Once, in a dusty attic in my grandmother’s house, I saw the
remnants of the model airplanes my father had made as a child. Long as a grown
man’s arm, they were made of tiny sticks, lacy and delicate, covered with the
thinnest of tissue paper. I could imagine them floating in an open field, like
a butterfly, carried on cushions of air.
The models that we made were very different. Their
construction was crude, about the size of a serving plate, made of light slabs
of balsa wood for wings, body, tail and rudder. At the heart of these models
were tiny gas motors which, even with an attached fuel tank, were about the
size of a one quarter measuring cup. Once started, the motors screamed like a
thousand angry bumble bees. Our ears buzzed, fumes flowed in the blast of air
and coated the hands of the boy holding back the plane, while the “pilot” raced
to where the control handle lay in the grass.
These models were called “control line” models. Two thin
wires ran from one wing of the plane to a handle maybe fifty feet away. The
“pilot” held this handle at the center of a circle, and turned in place as the
plane flew round and round, restrained by the two wires. Dizziness was always a
danger, as was wandering away from the starting place as we turned. If the
pilot wandered, the circular flight path could move to where there the edge of
the house or the laundry post out in the field would cause a mid-air disaster.

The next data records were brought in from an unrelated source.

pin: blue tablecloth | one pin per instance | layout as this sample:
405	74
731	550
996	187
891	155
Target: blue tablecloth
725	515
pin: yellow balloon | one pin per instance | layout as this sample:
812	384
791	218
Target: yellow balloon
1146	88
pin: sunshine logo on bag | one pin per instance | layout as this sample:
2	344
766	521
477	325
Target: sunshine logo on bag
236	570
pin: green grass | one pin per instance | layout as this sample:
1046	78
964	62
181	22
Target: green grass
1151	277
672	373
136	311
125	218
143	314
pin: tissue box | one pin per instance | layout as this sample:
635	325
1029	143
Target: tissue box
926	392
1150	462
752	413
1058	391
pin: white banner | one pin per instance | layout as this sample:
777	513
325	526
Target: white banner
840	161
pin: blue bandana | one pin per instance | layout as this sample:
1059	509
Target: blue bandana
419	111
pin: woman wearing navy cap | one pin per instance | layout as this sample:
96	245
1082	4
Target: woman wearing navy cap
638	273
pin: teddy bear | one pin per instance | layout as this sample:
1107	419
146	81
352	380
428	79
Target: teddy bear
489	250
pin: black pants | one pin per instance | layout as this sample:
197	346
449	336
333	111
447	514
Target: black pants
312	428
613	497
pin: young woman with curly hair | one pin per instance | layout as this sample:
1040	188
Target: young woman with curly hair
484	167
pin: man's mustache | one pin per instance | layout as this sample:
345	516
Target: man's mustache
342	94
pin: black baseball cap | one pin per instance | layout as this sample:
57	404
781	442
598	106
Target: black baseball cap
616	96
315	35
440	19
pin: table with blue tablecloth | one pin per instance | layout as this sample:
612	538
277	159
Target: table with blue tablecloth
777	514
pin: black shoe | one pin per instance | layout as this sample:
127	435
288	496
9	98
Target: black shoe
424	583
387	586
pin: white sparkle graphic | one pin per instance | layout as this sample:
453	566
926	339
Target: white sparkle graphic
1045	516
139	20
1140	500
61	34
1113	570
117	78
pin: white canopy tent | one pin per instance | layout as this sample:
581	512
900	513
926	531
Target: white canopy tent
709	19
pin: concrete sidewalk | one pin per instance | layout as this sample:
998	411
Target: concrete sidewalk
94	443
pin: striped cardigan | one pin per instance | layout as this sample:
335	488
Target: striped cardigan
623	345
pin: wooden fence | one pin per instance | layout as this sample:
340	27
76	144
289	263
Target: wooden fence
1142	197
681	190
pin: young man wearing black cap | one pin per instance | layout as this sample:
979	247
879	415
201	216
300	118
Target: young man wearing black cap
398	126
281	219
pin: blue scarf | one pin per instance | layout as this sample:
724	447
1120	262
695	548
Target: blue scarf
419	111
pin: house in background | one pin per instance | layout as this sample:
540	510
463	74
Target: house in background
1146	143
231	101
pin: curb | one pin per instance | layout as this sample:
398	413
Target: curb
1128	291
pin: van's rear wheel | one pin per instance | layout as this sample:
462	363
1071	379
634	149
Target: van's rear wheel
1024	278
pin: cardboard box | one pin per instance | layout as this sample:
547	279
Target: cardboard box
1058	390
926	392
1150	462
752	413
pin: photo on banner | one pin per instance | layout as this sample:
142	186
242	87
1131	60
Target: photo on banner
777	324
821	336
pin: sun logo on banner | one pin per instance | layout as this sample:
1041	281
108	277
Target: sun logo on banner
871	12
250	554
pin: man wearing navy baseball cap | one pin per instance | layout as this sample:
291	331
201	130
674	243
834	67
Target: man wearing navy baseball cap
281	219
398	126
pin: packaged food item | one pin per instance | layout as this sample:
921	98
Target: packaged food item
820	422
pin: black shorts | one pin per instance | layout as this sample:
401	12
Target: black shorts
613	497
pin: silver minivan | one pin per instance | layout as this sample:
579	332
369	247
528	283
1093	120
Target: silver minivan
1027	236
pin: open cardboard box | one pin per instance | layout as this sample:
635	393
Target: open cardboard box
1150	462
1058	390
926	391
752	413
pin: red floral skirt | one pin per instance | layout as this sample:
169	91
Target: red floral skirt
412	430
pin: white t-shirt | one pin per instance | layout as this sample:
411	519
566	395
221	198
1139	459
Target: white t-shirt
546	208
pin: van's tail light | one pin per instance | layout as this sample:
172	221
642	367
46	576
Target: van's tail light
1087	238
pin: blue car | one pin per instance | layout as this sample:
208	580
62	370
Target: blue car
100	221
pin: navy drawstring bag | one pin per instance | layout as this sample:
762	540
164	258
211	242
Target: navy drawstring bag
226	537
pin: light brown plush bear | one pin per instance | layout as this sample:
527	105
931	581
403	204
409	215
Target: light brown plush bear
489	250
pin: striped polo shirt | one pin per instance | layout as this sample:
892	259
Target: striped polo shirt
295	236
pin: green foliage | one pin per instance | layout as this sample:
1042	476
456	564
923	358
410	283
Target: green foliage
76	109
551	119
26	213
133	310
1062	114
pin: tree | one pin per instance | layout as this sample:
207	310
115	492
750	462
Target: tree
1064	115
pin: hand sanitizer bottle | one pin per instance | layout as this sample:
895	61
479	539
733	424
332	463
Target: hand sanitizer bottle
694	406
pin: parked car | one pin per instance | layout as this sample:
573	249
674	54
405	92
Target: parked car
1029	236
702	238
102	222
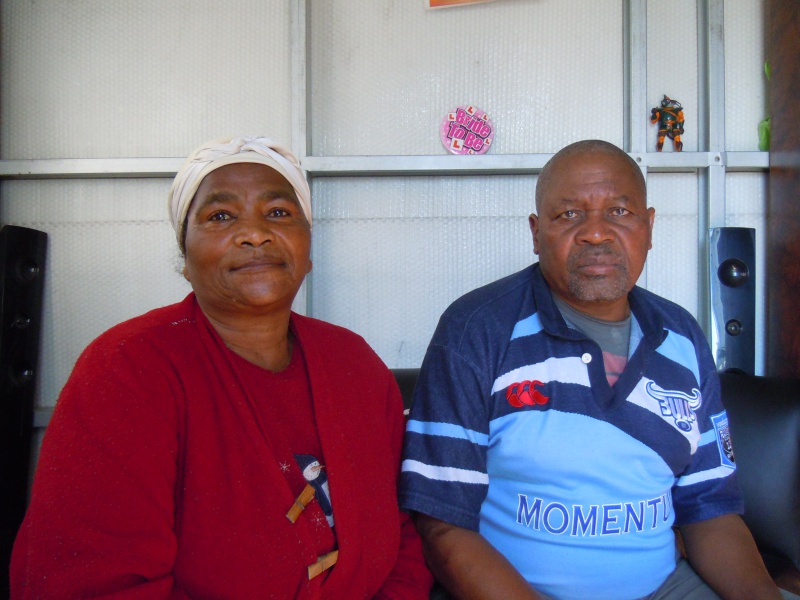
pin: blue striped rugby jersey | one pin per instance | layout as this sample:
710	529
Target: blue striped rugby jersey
515	432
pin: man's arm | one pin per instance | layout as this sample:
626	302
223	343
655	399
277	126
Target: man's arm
723	553
468	565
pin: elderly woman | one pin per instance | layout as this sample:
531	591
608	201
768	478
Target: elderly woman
224	446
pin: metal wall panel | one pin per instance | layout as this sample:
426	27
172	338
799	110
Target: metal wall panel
386	72
99	79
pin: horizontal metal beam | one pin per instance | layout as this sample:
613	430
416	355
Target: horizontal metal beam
342	166
89	168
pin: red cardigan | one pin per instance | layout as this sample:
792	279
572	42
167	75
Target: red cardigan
155	479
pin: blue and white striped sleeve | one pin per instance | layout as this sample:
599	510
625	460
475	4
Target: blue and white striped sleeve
443	471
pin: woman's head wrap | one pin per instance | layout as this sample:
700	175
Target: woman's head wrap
219	153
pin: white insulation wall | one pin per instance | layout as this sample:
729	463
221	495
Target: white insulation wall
92	79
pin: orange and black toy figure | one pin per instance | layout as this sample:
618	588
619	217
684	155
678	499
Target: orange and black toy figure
669	117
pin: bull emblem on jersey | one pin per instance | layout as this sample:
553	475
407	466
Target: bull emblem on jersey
678	405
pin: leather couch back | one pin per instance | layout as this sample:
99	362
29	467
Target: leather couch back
764	418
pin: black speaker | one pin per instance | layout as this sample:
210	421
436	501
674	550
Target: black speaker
732	262
22	257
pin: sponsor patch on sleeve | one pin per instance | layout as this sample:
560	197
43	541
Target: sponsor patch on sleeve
720	422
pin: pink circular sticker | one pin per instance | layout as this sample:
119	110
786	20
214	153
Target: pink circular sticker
467	130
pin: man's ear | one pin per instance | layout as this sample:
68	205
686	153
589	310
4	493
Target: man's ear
533	223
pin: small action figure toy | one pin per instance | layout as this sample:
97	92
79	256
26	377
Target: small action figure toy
670	122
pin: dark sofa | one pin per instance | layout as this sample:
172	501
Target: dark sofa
764	419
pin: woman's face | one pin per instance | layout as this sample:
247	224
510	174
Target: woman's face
248	243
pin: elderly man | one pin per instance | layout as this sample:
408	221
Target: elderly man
565	420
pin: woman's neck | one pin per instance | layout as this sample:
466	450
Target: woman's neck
264	341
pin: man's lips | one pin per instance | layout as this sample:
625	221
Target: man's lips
597	264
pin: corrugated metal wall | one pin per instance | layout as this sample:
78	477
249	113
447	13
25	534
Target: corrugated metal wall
348	83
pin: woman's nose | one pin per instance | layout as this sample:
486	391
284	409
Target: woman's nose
254	231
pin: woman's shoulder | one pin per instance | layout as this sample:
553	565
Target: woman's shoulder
305	325
163	326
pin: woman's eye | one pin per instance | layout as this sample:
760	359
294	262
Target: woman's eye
278	212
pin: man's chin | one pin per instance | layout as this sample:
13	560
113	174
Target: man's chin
599	289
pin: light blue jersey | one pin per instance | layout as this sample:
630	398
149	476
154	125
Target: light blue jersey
515	432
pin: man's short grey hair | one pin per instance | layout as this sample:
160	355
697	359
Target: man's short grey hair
585	147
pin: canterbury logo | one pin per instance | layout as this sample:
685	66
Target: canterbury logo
525	393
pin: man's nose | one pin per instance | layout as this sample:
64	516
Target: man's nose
596	229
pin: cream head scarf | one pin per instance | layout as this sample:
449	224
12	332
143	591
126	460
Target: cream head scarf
219	153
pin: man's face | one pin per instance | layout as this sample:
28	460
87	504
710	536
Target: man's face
592	233
247	241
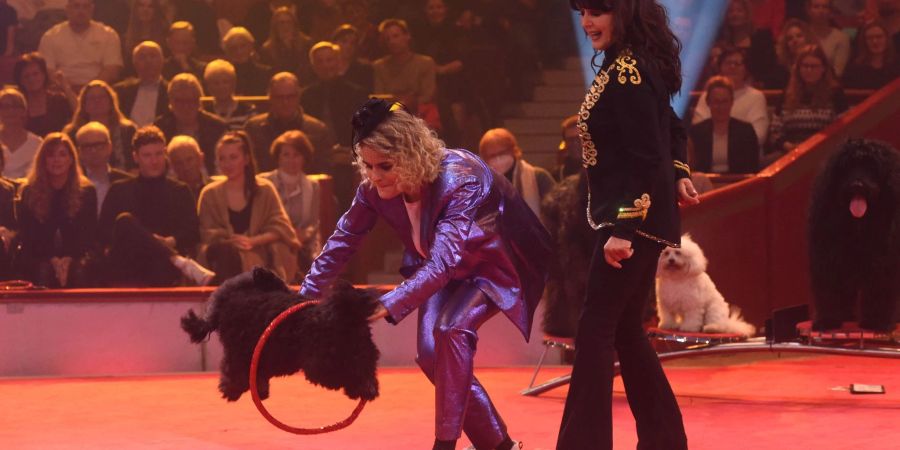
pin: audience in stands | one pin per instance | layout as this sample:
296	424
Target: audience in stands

The motors were strong relative to the size and weight that
the plane, so the models didn’t so much fly as trail desperately after the
propeller as it clawed its way through the air. These models flew fast, so our
learning process was about what you would expect. The plane would take off; our
attempts at control would cause a few quick up and down oscillations and then
finally a dive into the grass.
In spite of our complete lack of mastery of these simple
models, we began to build a larger more sophisticated version. This was a
completely different project. The wingspan was the width of a kitchen table,
and the construction was more like a real airplane, with ribs and bulkheads
forming a skeleton which was covered by balsa sheeting. The motor was larger,
and surgical tubing ran back from the motor to a separate aluminum tank, the
size of a small coffee cup, nestled in the middle of the fuselage. This model
took us about a month to build and paint, much longer than the simple slab
models we had been flying.
The big day finally came. We had heaver control wires to
handle the additional power and weight, and they were longer too. Since we were
using up a lot more of the back field and there was less clearance to the
various obstacles, we arranged a 4 foot diameter circle of red bricks around
the pilot pivot point, so that if we started to wander as we turned round and
round, the bricks would warn us and keep us in the right spot.
After a couple of spins of the prop, the motor came to life.

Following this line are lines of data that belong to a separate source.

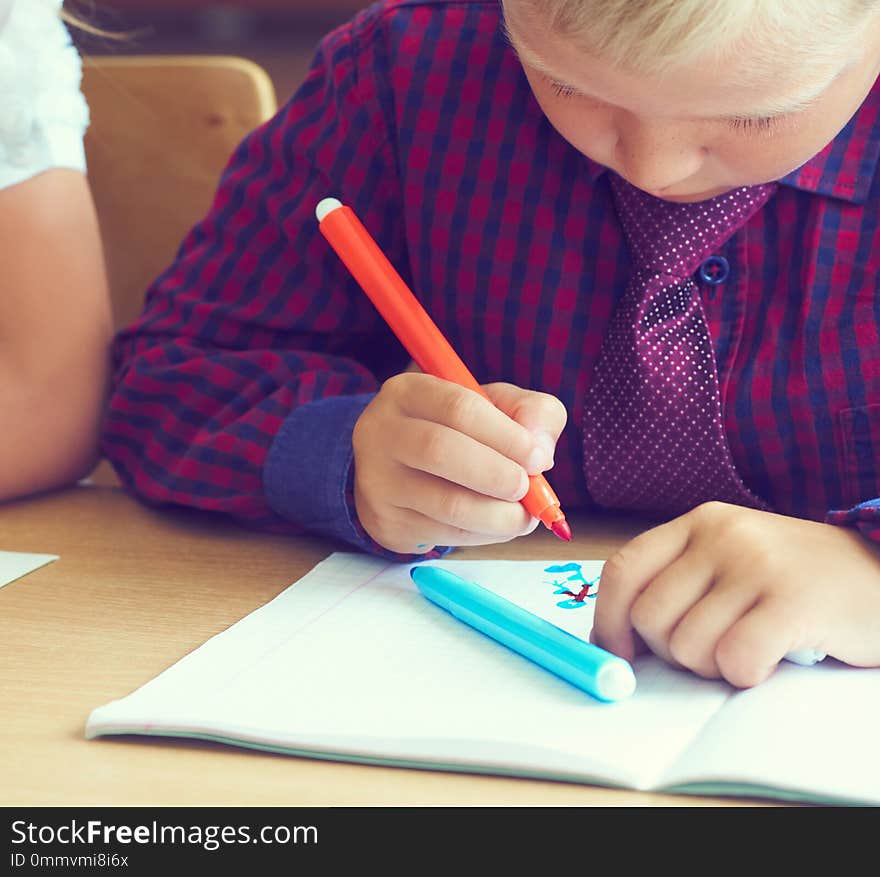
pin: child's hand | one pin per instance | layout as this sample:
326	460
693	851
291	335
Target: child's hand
437	464
728	591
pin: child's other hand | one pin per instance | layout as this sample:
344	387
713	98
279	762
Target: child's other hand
727	592
437	464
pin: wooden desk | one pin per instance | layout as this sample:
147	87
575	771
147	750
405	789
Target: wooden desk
136	589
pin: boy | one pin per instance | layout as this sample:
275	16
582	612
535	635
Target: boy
654	218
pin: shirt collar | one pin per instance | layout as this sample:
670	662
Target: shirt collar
844	169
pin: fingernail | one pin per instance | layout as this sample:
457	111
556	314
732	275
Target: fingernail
541	457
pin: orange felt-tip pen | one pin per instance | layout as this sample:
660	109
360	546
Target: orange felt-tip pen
417	332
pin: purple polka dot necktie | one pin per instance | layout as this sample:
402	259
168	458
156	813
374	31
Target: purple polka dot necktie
654	437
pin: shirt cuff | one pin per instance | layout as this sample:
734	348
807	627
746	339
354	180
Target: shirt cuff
865	516
308	475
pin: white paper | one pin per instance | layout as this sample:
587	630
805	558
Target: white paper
352	660
15	564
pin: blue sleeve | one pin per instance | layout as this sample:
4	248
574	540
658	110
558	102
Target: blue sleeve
309	473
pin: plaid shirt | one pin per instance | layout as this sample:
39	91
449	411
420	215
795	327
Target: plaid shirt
238	388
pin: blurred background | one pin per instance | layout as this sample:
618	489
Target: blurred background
280	35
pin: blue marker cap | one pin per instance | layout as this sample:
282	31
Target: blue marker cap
592	669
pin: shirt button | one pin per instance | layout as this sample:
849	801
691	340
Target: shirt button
714	270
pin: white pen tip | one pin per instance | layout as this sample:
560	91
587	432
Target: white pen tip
325	206
615	681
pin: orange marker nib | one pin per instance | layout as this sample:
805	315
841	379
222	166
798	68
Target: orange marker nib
562	530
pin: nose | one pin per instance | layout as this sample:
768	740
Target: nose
656	156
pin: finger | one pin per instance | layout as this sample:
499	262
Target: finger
542	414
460	508
418	534
425	397
668	597
460	459
626	574
694	641
750	649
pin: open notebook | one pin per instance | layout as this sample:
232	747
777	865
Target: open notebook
352	663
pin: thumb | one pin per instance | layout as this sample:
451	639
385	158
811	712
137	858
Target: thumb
540	413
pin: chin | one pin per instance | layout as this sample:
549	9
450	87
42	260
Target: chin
691	197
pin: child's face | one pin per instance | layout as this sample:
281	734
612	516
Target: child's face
701	130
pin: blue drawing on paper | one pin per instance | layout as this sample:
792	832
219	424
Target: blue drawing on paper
572	573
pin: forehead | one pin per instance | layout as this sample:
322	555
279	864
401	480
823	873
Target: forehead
737	79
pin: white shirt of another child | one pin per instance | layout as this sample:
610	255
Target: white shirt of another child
43	114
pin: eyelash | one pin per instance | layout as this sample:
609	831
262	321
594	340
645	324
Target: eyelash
761	124
560	89
756	124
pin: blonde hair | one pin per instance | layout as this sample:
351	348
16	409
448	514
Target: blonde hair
650	36
80	23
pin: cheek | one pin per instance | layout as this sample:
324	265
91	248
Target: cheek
588	127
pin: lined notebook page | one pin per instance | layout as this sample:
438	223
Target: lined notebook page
352	661
806	729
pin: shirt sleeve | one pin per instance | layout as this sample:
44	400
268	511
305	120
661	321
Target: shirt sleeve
238	388
43	114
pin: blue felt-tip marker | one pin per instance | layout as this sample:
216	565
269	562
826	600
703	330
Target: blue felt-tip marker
601	674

Rather than the frantic high pitched scream of the smaller motors, this one had
a more satisfactory tone, like a chain saw in full song. My brother held the
tail of the model, I ran to the center of the circle, picked up the control
handle, pulled the slack out of the control lines, and gave him a quick nod to
release the plane.
The plane was still fast, but not as fast and frantic as the
smaller models. I actually felt like I had some control, and instead of
crashing after a couple of turns I was able to keep it airborne turn after
turn. Finally we were really flying!
The crash was so sudden it seemed the world stopped. One instant
there was the plane circling fifteen feet off the ground, its red stripe along
the side clear in my memory. The next instant all sound was gone, the lines
were slack, and pieces of balsa, fragments of fuselage and wing and tail, were
sailing through the air. I had somehow wandered out of my circle of brick, and
drifted over so that the plane had collided squarely with the six inch thick
twenty foot high cloths line post. And what I remember most clearly of all was
the aluminum fuel tank, free of the fuselage, gleaming in the sun, as it
performed a slow cartwheel, painting a filmy arc of fuel in the clear air as it
turned.
We never did much flying after that.